Against this background of exploitation and misinformation, the usual bevy of archconservative media pundits has in the last several days begun to increasingly endorse a premise that is, to any rational mind, remarkable: the notion that because the courts have ruled in this particular fashion, it is now time for individuals and government figures to disregard the courts, and take matters into their own hands ...

Unless you are deeply stupid, you can see where this is leading. There have now been about a dozen individuals arrested for trying to enter the clinic to give Terri food or water, an action that (because she cannot swallow) in and of itself stands an excellent chance of killing her. Both Judge Greer and Michael Schiavo are under police protection; Florida lawmakers are finding their pictures on "Wanted" posters; home addresses of Greer and other judges are being distributed ...

Now, there are times when the news media is simply sloppy; there are times when journalists simply get stories wrong, and there are times when, as in the trials of Michael Jackson, Kobe, O.J., Martha Stewart, etc., the news channels are simply swept away by their natural tendency towards low-cost voyeurism. But this isn't one of those times.
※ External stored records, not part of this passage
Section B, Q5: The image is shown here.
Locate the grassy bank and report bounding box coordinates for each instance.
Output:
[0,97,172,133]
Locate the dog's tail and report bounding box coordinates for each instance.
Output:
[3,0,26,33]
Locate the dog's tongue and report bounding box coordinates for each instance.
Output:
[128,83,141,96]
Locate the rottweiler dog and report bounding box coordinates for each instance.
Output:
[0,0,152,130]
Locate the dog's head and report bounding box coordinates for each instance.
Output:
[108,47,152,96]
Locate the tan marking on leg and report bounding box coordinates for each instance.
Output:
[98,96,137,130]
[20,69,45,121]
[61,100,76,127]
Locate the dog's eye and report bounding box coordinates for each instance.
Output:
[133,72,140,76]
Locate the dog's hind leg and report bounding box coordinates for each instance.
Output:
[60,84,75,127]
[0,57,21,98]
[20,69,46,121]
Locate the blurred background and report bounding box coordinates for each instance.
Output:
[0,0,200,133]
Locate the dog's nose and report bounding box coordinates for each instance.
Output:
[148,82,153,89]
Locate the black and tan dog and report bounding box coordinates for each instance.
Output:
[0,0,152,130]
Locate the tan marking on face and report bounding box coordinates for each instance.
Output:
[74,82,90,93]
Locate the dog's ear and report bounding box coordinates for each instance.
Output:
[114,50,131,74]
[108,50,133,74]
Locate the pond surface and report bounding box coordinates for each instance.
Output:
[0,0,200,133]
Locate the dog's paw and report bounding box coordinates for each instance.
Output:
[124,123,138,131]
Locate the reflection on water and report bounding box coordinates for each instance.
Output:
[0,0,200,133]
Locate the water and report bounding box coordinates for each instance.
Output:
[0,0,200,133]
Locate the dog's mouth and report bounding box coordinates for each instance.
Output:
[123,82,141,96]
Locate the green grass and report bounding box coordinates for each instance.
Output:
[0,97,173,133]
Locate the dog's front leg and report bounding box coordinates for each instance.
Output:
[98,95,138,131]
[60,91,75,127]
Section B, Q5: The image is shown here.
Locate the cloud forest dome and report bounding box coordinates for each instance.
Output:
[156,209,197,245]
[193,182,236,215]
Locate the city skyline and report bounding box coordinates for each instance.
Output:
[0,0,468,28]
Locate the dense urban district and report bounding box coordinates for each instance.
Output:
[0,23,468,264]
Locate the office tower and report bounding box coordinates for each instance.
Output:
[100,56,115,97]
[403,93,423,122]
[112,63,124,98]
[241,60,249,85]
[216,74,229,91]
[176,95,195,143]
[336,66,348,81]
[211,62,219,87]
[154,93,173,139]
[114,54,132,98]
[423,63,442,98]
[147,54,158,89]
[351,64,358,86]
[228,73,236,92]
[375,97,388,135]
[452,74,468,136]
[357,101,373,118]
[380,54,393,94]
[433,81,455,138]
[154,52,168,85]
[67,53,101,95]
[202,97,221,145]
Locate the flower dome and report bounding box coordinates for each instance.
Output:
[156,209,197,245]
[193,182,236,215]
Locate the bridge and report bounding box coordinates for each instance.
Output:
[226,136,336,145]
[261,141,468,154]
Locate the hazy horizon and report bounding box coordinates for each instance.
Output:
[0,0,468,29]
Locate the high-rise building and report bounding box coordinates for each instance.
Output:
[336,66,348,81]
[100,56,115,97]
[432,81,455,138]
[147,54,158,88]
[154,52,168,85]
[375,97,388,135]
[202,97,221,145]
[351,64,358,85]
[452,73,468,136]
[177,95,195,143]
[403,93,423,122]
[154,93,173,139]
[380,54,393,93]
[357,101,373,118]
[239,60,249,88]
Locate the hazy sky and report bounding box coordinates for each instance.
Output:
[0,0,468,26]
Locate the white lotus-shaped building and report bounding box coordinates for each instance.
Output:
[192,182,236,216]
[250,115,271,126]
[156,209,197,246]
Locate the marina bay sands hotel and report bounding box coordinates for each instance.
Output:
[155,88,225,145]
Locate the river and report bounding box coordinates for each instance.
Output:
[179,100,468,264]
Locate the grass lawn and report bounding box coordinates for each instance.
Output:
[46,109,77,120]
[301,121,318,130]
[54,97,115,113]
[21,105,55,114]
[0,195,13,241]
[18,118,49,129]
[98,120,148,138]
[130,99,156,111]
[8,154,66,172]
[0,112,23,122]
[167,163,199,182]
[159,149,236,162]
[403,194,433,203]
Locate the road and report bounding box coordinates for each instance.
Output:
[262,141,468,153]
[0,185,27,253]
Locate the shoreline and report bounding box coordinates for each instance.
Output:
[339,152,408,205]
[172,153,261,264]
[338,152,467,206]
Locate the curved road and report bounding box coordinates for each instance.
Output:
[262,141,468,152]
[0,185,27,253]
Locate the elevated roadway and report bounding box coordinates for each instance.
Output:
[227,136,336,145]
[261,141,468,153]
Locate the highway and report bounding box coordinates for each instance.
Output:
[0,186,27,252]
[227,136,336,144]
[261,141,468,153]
This isn't petty irresponsibility or sloppiness, to be chalked up to the dwindling resources of corporate newsrooms.

This is a decision on the part of producers to willfully bend the lines in a manner that promotes sensationalism and potential violence, by intentionally tossing known-false information into a wire-taut public conflict to enhance the "ratings value".


That's it, exactly.

William Randolph Hearst would be so proud.

Steve Gilliard reaches a similar conclusion, with Bush the president, Bush the governor, and DeLay and Frist taking the blame. And yes, they most certainly are at fault; but there'd be no grandstanding without a grandstand to stand on.

This charade is right on the verge of turning violent.